One out of every seven people goes hungry every single day, yet up to 40 percent of food that’s produced is wasted.
When Leah Lizarondo heard these alarming statistics, she took action by launching 412 Food Rescue, a nonprofit that redirects food to those who need it rather than allowing it to be sent to landfills.
To do this, the nonprofit partners with local businesses that find themselves with leftover food at the end of the day, for reasons including the food’s sell-by time, the food not meeting aesthetic standards, and transit mishaps. No matter the reason, 412 Food Rescue will find a use for it.
“Our goal is to be in 100 cities by 2030,” Leah said. “I think we can solve three of our biggest problems: food waste, food security, and mitigate climate change.”
In order to be as efficient as possible, they use their very own app, which allows volunteers to locate businesses that have a surplus of food. Once they select a location they’d like to help at, all they have to do is go there, pick up the food, then drop it off at the given location, such as another nonprofit, where the items will be given out.
Not only does this make volunteering easier, but it also ensures that more food gets to as many people as possible. In fact, this clever app is how they’ve become the largest volunteer-led food transport network in a single urban region!
Although 412 Food Rescue got its start in 2016 in the city of Pittsburgh, it has since expanded to several cities across the country, including Cincinnati and San Francisco. But the original location isn’t done expanding quite yet.
In 2019, the organization ran into a problem: They were receiving large gifts from big donors, but they didn’t have the proper space to store these donations and turn them into meals. Their solution? Open up their own kitchen!
Referred to as the Good Food Project, the solar-powered space has given this already life-changing organization a new way to make an even greater impact. At first, they were handing out 30 meals a week, but in the almost three years since they’ve opened, they’re now serving a mind-blowing 700 meals every single week.
This increase in number is thanks, in part, to the new project manager, Greg Austin, who took over in May 2020. He “reassessed the project and came up with a plan about how to scale it and be more impactful.”
Their food is now delivered to quite a few places, but they primarily deliver to the North Side YMCA, Hugh Lane Wellness Foundation, Lawrenceville United, Homewood Children’s Village, and Millvale Free Fridge.
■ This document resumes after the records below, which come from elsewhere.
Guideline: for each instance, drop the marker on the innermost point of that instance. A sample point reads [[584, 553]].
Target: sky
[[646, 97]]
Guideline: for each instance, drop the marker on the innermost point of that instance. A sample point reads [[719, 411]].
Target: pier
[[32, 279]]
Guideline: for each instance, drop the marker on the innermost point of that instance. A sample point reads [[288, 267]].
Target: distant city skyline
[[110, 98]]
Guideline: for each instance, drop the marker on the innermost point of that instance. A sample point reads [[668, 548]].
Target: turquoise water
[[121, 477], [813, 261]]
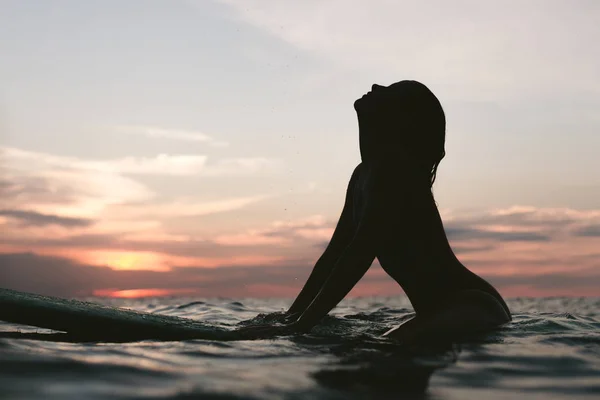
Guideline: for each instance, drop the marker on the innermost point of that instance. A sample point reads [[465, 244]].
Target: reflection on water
[[550, 351]]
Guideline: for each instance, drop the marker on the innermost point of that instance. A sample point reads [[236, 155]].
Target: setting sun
[[128, 260]]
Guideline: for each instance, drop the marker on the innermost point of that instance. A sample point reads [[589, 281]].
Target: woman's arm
[[341, 238], [372, 233], [348, 270]]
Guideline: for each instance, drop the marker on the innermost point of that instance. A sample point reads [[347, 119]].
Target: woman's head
[[404, 119]]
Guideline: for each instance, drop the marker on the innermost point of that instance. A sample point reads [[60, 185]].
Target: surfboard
[[86, 321]]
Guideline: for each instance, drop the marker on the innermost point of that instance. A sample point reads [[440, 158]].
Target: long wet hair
[[409, 117]]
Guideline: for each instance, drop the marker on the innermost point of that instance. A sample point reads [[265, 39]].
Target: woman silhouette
[[390, 213]]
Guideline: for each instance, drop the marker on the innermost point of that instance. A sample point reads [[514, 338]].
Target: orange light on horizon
[[127, 260], [137, 293]]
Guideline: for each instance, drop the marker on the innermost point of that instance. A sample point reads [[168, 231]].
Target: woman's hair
[[418, 116]]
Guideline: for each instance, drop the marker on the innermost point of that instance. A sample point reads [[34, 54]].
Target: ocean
[[551, 350]]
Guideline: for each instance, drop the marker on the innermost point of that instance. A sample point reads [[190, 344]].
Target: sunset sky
[[203, 147]]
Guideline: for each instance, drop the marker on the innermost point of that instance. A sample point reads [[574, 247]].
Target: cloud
[[161, 164], [589, 231], [32, 218], [172, 134], [461, 233], [63, 277]]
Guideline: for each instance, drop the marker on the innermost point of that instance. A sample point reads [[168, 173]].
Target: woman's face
[[373, 100]]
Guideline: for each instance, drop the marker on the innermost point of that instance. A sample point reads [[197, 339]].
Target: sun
[[128, 260]]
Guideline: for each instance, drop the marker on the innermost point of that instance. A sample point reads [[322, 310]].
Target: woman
[[390, 213]]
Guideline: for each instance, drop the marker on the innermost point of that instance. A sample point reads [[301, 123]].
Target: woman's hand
[[266, 331], [276, 317]]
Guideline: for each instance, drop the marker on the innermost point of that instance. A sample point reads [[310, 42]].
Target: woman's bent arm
[[341, 238]]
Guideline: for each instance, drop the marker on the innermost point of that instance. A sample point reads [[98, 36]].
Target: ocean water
[[551, 350]]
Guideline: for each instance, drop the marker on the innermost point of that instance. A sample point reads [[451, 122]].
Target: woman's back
[[413, 247]]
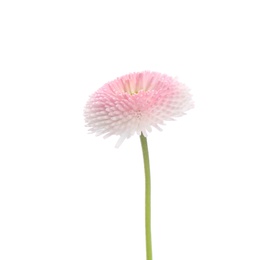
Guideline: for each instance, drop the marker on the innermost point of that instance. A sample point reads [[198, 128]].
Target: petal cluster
[[135, 103]]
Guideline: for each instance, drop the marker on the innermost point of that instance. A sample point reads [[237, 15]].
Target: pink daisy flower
[[136, 103]]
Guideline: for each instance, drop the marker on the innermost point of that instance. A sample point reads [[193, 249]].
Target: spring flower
[[135, 103]]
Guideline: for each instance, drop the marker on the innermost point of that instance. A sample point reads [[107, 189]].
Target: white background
[[65, 194]]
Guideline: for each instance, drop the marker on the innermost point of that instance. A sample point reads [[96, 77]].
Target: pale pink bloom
[[135, 103]]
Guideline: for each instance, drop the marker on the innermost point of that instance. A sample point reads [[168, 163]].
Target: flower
[[134, 103]]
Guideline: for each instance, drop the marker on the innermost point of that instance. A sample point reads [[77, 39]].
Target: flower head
[[135, 103]]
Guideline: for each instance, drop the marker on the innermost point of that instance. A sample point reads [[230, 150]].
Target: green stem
[[146, 160]]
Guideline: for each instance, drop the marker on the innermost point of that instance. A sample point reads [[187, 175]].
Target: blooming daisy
[[136, 103]]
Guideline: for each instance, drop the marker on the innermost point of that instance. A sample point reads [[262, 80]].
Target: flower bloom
[[135, 103]]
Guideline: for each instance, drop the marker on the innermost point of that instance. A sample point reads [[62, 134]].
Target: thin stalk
[[146, 161]]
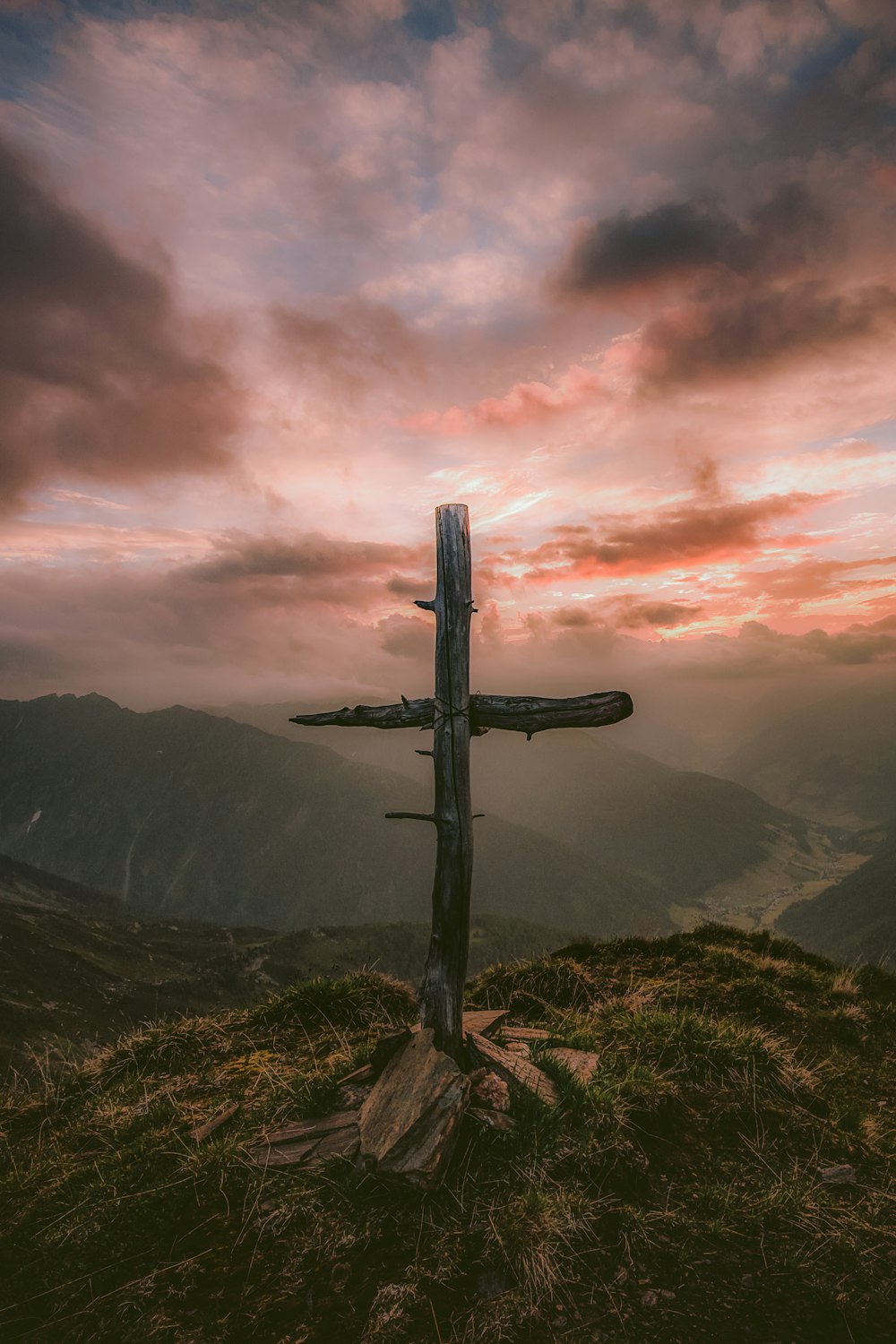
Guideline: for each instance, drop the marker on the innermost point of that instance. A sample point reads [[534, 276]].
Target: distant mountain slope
[[833, 761], [77, 968], [183, 814], [23, 884], [857, 917], [689, 835]]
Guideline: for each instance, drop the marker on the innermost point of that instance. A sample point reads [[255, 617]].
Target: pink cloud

Although they aim to use as much of the food that they receive as possible, even the items that aren’t edible don’t go to waste. Instead, they’re taken to Ag Recycle, where the food can be used for compost, or to area farms via Pittsburgh-based Zero Waste Wrangler.
“We work to find a destination for as much as we can that comes in,” Greg said. “We’re not throwing any food in the trash.”
In addition to fighting food waste and hunger, 412 Food Rescue is working to protect the environment. How? By keeping food out of landfills. This is very effective because rotting food in landfills is the leading cause of greenhouse gas emissions — and makes up about 25 percent of all material in landfills!
There’s still a lot of work to be done, but thanks to Leah and her team, 20 million pounds of surplus have been diverted from landfills and turned into 17 million meals.
“I think we will look back at history and say, ‘It was that simple,'” Leah said. “If we give people the opportunity to help, they will.”